Polarization-Aligned, Spectrally Consistent Quantum Emitters in As-Exfoliated Carbon-Doped Hexagonal Boron Nitride

TL;DR

This paper reports on the discovery of stable, spectrally consistent, and polarization-aligned quantum emitters in as-exfoliated carbon-doped hexagonal boron nitride, advancing scalable quantum photonic applications.

Contribution

It introduces a new class of quantum emitters in as-exfoliated carbon-doped hBN with stable emission energies and aligned dipoles, without requiring post-treatment.

Findings

Spectral stability with a standard deviation of 7 μeV.

Reproducible emission energy within 2.2825 ± 0.0042 eV.

Emitters observed in as-exfoliated hBN without post-treatment.

Abstract

Solid-state quantum emitters constitute an essential building blocks of integrated quantum photonic circuits. Among potential emitter platforms, hexagonal boron nitride (hBN) hosts single-photon emitters in an atomically thin lattice amenable to photonic integration. However, multi-step fabrication approaches, limited defect specificity, and poor emission wavelength repeatability limit the performance of hBN quantum light sources relative to established solid-state architectures. Developing methods to induce emitters that are both suitable for planar photonic devices and that exhibit consistent optical properties remains a key objective. In this work, we identify quantum emitters in as-exfoliated carbon-doped hBN that exhibit both stable and repeatable emission energies together with polarization-aligned dipoles.

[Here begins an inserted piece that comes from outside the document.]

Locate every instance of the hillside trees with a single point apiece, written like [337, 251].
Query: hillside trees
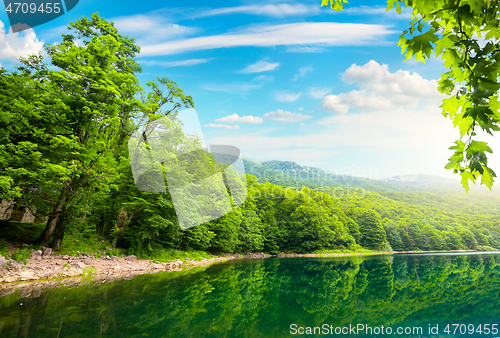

Owing to the high lattice crystallinity, these single-photon light sources demonstrate exceptional spectral stability with a standard deviation of 7 ${\mu}$eV. The emission energy is reproducible and confined within a narrow range of 2.2825 ${\pm}$ 0.0042 eV. Notably, consistent dipole alignment for absorption and emission polarization suggests that the intrinsic defects are of the same nature. The color centers are observed in as-exfoliated hBN without any post-treatment, significantly facilitating further interfacing with planar photonic structures. These reproducible, polarization-aligned quantum emitters in as-exfoliated hBN provide a versatile platform for scalable integration, offering a pathway toward a broad range of quantum technologies.